1. **Automated Testing**
   - ✅ Add integration test for connection cleanup
   - ✅ Add linter rule: `require-connection-cleanup`
   - ✅ Test error paths (not just happy path)

2. **Monitoring & Alerting**
   - ✅ Alert at 80% connection pool usage (early warning)
   - ✅ Alert on increasing connection count (detect leaks early)
   - ✅ Dashboard for connection pool metrics

3. **Capacity Planning**
   - ✅ Load test before high-traffic events
   - ✅ Review connection pool size quarterly
   - ✅ Auto-scaling for application (not just database)

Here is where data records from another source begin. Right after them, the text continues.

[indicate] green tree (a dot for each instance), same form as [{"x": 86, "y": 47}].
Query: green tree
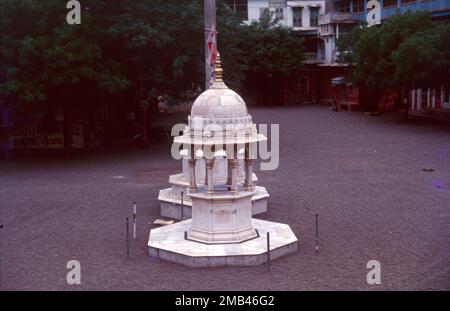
[{"x": 409, "y": 50}]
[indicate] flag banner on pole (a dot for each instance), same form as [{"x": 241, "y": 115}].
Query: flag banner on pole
[{"x": 212, "y": 46}]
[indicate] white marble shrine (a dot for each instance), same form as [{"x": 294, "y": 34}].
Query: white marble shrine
[{"x": 219, "y": 137}]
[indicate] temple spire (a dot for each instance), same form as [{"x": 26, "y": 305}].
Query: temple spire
[{"x": 218, "y": 71}]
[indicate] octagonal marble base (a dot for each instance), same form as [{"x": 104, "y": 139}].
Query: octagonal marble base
[
  {"x": 169, "y": 243},
  {"x": 170, "y": 205}
]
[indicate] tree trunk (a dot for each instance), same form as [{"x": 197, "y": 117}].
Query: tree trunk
[
  {"x": 405, "y": 116},
  {"x": 144, "y": 127},
  {"x": 67, "y": 130}
]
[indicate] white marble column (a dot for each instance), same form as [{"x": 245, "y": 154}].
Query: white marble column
[
  {"x": 248, "y": 185},
  {"x": 209, "y": 163},
  {"x": 234, "y": 165},
  {"x": 192, "y": 182}
]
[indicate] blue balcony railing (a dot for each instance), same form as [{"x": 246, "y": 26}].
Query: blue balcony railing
[{"x": 436, "y": 7}]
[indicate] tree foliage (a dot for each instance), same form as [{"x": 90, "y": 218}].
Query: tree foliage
[
  {"x": 408, "y": 51},
  {"x": 133, "y": 50}
]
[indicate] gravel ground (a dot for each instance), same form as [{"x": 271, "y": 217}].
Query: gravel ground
[{"x": 362, "y": 175}]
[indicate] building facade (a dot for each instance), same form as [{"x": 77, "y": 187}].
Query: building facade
[{"x": 321, "y": 22}]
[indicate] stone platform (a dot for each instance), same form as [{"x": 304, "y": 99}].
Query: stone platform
[
  {"x": 170, "y": 205},
  {"x": 169, "y": 243}
]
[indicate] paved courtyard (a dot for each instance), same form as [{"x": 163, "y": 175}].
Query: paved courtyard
[{"x": 363, "y": 176}]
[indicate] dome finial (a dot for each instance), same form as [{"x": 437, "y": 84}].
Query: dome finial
[{"x": 218, "y": 71}]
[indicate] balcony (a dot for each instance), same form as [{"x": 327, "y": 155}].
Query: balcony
[
  {"x": 335, "y": 18},
  {"x": 313, "y": 58},
  {"x": 432, "y": 6}
]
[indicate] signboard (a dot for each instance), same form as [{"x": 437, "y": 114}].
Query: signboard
[{"x": 27, "y": 137}]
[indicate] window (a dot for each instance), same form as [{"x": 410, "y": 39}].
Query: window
[
  {"x": 240, "y": 7},
  {"x": 279, "y": 13},
  {"x": 263, "y": 12},
  {"x": 358, "y": 6},
  {"x": 388, "y": 3},
  {"x": 297, "y": 16},
  {"x": 314, "y": 17},
  {"x": 303, "y": 86},
  {"x": 344, "y": 6}
]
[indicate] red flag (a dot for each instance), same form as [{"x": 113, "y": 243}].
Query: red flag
[{"x": 212, "y": 47}]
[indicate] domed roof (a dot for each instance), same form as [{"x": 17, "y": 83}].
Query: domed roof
[{"x": 219, "y": 101}]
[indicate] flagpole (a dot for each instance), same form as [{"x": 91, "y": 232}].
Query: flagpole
[{"x": 210, "y": 25}]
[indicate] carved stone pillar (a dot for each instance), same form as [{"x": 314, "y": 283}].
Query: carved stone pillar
[
  {"x": 248, "y": 185},
  {"x": 192, "y": 182},
  {"x": 209, "y": 163},
  {"x": 234, "y": 165}
]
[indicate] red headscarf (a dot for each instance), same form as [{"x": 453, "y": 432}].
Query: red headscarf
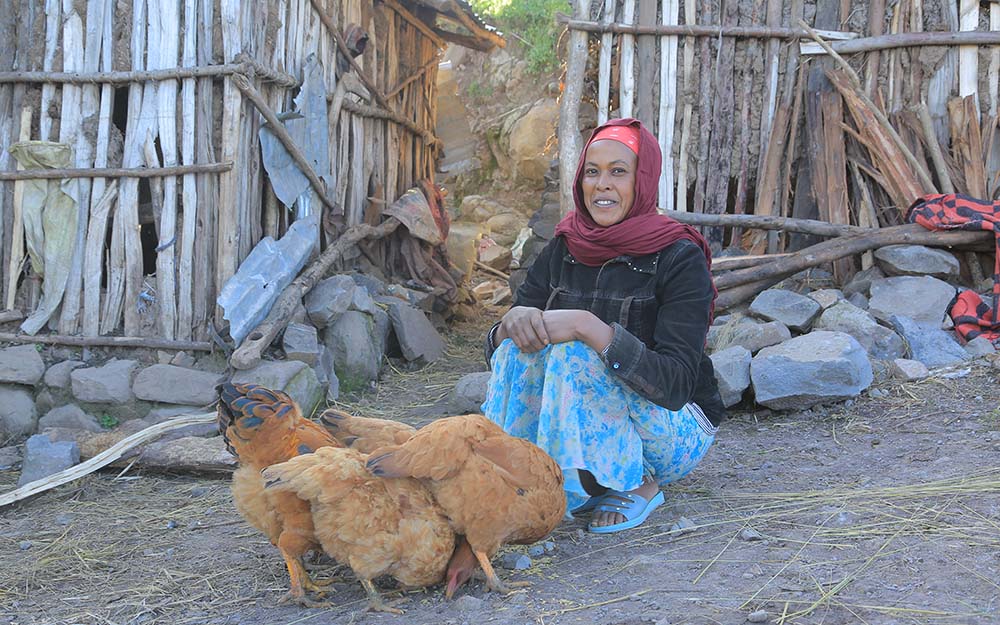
[{"x": 644, "y": 230}]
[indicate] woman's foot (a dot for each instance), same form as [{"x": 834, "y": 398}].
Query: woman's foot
[{"x": 603, "y": 518}]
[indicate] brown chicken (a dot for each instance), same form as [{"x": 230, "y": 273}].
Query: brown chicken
[
  {"x": 375, "y": 526},
  {"x": 494, "y": 488},
  {"x": 262, "y": 428},
  {"x": 364, "y": 433}
]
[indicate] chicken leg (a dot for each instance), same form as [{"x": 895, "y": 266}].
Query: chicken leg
[
  {"x": 492, "y": 580},
  {"x": 299, "y": 583}
]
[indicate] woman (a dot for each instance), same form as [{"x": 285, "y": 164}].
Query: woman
[{"x": 601, "y": 359}]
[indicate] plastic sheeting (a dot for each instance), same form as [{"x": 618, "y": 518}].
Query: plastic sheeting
[
  {"x": 50, "y": 219},
  {"x": 270, "y": 267},
  {"x": 309, "y": 127}
]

4. **Resilience Patterns**
   - ⏳ Circuit breaker (prevent cascade failures)
   - ⏳ Connection timeout (30s)
   - ⏳ Graceful degradation (fallback data)

---

### Process Improvements

1. **Code Review**
   - ✅ Checklist: Connection cleanup in error paths
   - ✅ Required reviewer: Someone familiar with DB best practices
   - ✅ Automated checks (linter, tests)

2. **Runbooks**
   - ✅ Create runbook: Connection Pool Exhaustion
   - ⏳ Create runbook: Database Performance Issues
   - ⏳ Quarterly runbook review/update

3. **Training**
   - ⏳ Database best practices training for developers
   - ⏳ Connection pool management workshop
   - ⏳ Incident response training

4. **Capacity Planning**
   - ✅ Load test before high-traffic events (Black Friday, launch days)
   - ⏳ Quarterly capacity review
   - ⏳ Traffic forecasting for events

---

### Cultural Improvements

1. **Blameless Culture**
   - This post-mortem focuses on systems, not individuals
   - Goal: Learn and improve, not blame

2. **Psychological Safety**
   - Encourage raising concerns (e.g., "I'm not sure about error handling")
   - No punishment for mistakes

3. **Continuous Learning**
   - Share post-mortems org-wide
   - Regular incident review meetings
   - Learn from other teams' incidents

---

## Recommendations

### Immediate (This Week)

- [x] Fix connection leak in code (DONE)
- [x] Add connection pool monitoring at 80% (DONE)
- [x] Create runbook for connection pool issues (DONE)
- [ ] Add automated test for connection cleanup
- [ ] Add linter rule for connection cleanup

### Short-term (This Month)

- [ ] Add connection timeout configuration
- [ ] Review all database queries for leaks
- [ ] Load test with 10x traffic
- [ ] Database best practices training

### Long-term (This Quarter)

- [ ] Implement circuit breakers
- [ ] Quarterly capacity planning process
- [ ] Add auto-scaling for application tier
- [ ] Regular runbook review/update process

---

## Supporting Information

### Related Incidents

- **2025-09-15**: Database connection pool exhausted (similar issue)
  - Same root cause (connection leak)
  - Should have prevented this incident!

- **2025-08-10**: Payment service OOM crash
  - Memory leak, different symptom

### Related Documentation

- [Database Architecture](https://wiki.example.com/db-arch)
- [Connection Pool Best Practices](https://wiki.example.com/db-pool)
- [Incident Response Process](https://wiki.example.com/incident-response)

### Metrics

**Availability**:
- Monthly uptime target: 99.9% (43.2 min downtime allowed)
- This month actual: 99.93% (30 min downtime)
- Status: ✅ Within SLA

**MTTR** (Mean Time To Resolution):
- This incident: 30 minutes
- Team average: 45 minutes
- Status: ✅ Better than average

---

## Acknowledgments

**Thanks to**:
- Jane (SRE) - Quick diagnosis and mitigation
- Mike (Developer) - Fast code fix
- Tom (DBA) - Connection pool scaling
- Customer Support team - Handling user complaints

---

## Sign-off

This post-mortem has been reviewed and approved:

- [x] Author: Jane (SRE) - YYYY-MM-DD
- [x] Engineering Lead: Mike - YYYY-MM-DD
- [x] Manager: Sarah - YYYY-MM-DD
- [x] Action items tracked in: [JIRA-1234](link)

**Next Review**: [Date] - Check action item progress

---

**Remember**: Incidents are learning opportunities. The goal is not to find fault, but to improve our systems and processes.